I'm stepping juuuuust outside of our general unwritten policy to not talk about politics to point out a New York Magazine article profiling Nate Silver of Baseball Prospectus and how he carries baseball into politics. It's long, but fascinating if you're into baseball and politics, which, let's face it, I know you are. I've seen you waving your flags in the comments sections.

His first taste of political notoriety:

Silver, who was writing anonymously as “Poblano” and receiving about 800 visits a day, disagreed with this consensus. He’d broken the numbers down demographically and come up with a much less encouraging outcome for Clinton: a two-point squeaker in Indiana, and a seventeen-point drubbing in North Carolina. On the night of the primaries, Clinton took Indiana by one and lost North Carolina by fifteen. The national pundits were doubly shocked: one, because the results were so divergent from the polls, and two, because some guy named after a chili pepper had predicted the outcome better than anyone else.

And a tiny snippet about what he's up to:

So he came up with a system that predicts a pollster’s future performance based on how good it’s been in the past.

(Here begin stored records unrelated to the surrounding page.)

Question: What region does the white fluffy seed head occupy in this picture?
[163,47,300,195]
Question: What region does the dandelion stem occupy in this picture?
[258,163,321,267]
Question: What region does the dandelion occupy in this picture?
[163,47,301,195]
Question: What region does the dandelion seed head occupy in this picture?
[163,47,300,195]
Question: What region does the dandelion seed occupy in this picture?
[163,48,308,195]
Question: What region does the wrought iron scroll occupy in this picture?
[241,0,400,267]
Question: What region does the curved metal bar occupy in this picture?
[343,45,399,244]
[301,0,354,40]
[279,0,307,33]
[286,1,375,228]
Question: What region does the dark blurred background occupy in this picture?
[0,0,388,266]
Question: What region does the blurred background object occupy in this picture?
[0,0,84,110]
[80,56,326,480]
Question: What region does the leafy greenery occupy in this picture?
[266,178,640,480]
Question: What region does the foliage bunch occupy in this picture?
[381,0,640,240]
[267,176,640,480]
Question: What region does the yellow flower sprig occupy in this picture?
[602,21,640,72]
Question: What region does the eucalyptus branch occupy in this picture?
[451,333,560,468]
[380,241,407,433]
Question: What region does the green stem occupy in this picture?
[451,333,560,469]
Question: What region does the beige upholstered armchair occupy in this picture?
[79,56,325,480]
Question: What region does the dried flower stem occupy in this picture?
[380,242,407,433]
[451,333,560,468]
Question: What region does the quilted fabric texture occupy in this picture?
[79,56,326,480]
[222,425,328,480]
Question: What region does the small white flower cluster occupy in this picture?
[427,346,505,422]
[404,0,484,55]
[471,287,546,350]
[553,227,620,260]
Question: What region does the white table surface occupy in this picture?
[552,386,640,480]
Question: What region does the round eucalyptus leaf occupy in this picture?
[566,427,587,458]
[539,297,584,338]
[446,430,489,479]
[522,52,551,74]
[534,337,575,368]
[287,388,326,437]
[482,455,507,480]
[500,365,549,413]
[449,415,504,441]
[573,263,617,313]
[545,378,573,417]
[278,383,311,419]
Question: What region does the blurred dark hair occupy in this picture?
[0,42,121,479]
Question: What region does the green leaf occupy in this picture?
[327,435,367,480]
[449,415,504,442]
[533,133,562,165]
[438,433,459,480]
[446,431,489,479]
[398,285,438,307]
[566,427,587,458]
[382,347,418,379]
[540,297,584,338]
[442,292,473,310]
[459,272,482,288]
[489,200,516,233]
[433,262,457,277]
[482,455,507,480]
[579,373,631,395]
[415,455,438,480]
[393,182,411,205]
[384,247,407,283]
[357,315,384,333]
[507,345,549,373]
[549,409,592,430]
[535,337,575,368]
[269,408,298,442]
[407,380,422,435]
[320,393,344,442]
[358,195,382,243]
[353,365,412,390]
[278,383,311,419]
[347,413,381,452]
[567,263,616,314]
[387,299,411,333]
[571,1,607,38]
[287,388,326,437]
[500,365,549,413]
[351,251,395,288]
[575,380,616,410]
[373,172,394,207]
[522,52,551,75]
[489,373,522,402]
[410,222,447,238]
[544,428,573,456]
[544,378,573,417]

In finding his average, Silver weights each poll differently—ranking them according to his own statistic, PIE (pollster-introduced error)—based on a number of factors, including its track record and its methodology. One advantage of this system is that, during the primaries, the system actually got smarter. Because each time a poll performed well in a primary, its ranking improved.

I love this. Self correcting system based on past and recent performance.

I know I totally tempted you, but if you have comments, let's stay away from specifics.